Application and identity fraud prevention
When fraud happens, it comes with a cost to lenders. In the US alone, close to 300,000 people fall victim to credit fraud every year. In this situation, fraud mitigation must be an integral part of any lending risk management plan.
To achieve a successful fraud prevention strategy, FIs must conduct a balancing act between security and customer experience. They need to put in place an account opening process that includes real-time risk assessment and identity verification while delivering a digitally seamless customer experience. The importance of improving the customer experience cannot be understated. It is best for businesses to guarantee strong identity verification and fraud prevention, as every little mistake in this process can put the customer at risk and damage the reputation of the business. Ensuring a secure account sign-in process builds trust with users and attracts and retains more customers.
FIs can battle fraud on loan applications in a wide variety of ways:
- In-depth monitoring of new account application data
- Monitoring of existing accounts for suspicious activity patterns
- Identity verification to prevent loan fraud
The most common, widely used loan fraud detection method is identity verification testing, and let’s see how identity verification helps in reducing loan fraud.
Digital identity verification to lessen fraud attempts
Fraudsters exploit vulnerabilities in detection by compiling fake applications, or synthetic identities, that are a composite of several different identities. To prevent application fraud, financial institutions must successfully identify fraudulent activity or fraudulent identity documents in real-time at the beginning of the new account opening process. AI-powered ID verification is a great way to authenticate users at scale without sacrificing security while still gaining an edge on scammers.

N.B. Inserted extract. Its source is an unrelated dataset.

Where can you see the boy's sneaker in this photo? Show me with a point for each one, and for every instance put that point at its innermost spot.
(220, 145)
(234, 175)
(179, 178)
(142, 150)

Digital verification procedures that are part of a well-developed CIP and Know Your Customer (KYC) practices reduce the chance of synthetic identity fraud, while virtually eliminating doctored documents. Through consumer-permissioned (transactional and account-level information that a consumer gives a business permission to access on their behalf) access to financial data, verifications can be based on or validated by information direct from a financial institution. This is dramatically better than relying on documents that have changed hands at least twice in the loan application process.
AI- powered digital verification by Insight Consultants
Insight Consultants AI-Powered Document Verification Solution is was designed to give financial institutions an easy-to-use, compliant, secure, and cost-effective method of loan application fraud prevention. AI-powered identity verification provides optimal fraud prevention and ensures highly effective authentication in compliance with KYC requirements.
Using consumer-permissioning provides an additional layer of protection as it requires the applicant to know unique personal identifying information (PII) for each financial account they intend to use. As they go through the digital verification process, several aspects of an applicant’s identity are challenged. A fraudster would require access to PII to successfully launch a digital verification, which is nearly impossible.